Al final del documento en cuestión hay una idea que simplemente se apunta, pero no se desarrolla: decretar un impuesto a la riqueza, como en Colombia, para aumentar seriamente los recursos públicos destinados al gasto social. Sin embargo, no se ahonda en tamaña propuesta porque se sabe que las clases acomodadas mexicanas la rechazarían pues dicen no confiar en la clase política que administraría esa transferencia de recursos ya que la consideran muy corrupta.
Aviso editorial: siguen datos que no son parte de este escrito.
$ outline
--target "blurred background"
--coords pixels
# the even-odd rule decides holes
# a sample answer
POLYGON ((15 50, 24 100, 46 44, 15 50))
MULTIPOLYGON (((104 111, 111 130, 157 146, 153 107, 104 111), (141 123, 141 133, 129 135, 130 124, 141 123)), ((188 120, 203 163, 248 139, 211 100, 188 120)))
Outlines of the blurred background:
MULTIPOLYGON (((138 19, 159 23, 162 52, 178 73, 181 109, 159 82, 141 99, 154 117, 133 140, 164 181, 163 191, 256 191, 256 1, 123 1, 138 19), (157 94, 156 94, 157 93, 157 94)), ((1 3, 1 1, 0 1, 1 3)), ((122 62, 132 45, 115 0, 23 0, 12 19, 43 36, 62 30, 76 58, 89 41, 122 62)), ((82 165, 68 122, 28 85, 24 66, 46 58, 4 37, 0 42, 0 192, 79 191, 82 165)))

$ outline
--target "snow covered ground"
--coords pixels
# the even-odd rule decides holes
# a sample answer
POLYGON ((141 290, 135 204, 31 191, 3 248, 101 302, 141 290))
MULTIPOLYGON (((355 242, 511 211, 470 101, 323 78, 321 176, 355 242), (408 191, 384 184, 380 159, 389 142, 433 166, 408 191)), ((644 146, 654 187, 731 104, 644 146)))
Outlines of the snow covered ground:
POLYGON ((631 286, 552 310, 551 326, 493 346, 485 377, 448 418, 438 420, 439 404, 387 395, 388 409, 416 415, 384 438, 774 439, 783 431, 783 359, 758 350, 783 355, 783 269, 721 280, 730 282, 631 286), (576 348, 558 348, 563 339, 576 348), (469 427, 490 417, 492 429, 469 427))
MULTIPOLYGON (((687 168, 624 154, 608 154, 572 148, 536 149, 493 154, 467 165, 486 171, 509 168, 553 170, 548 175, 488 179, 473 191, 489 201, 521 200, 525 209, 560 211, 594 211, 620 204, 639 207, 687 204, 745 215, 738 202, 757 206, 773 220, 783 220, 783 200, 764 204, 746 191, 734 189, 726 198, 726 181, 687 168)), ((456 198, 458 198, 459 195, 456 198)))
Definitivamente confiar en el DIF o en "Todos Somos Juárez" para empezar a resolver el gran problema social que ha dado origen a la economía y cultura del narco es querer combatir un gran incendio con buches de agua. Lo limitado de este tipo de propuestas sólo sirve para resaltar lo lejos que están los "think tanks" de querer o poder desarrollar una gran visión respecto del problema de las drogas. Y lo anterior conduce a una pregunta: ¿La pobreza del marco teórico dentro del que hoy se desarrolla la mortal, brutal y costosa lucha contra el narcotráfico mexicano es por incapacidad de los involucrados o por una falta de voluntad? De ser lo segundo, esa ausencia de voluntad sólo se puede explicar porque una estrategia distinta a la actual, una que buscara llegar a la raíz del problema -la desigualdad, la corrupción, la incapacidad de la economía para crear empleos que satisfagan a los jóvenes, la naturaleza oligárquica de la estructura de poder, etcétera-, demandaría cambios sociales, políticos, jurídicos y culturales que equivaldrían a una revolución que, aunque pacífica, iría contra los que hoy sacan enormes ventajas de las imperfecciones de nuestra forma de vida colectiva. De ahí que la clase gobernante prefiera seguir usando la fuerza para podar las ramas incómodas y dejar más o menos como está el gran árbol de la corrupción y la injusticia.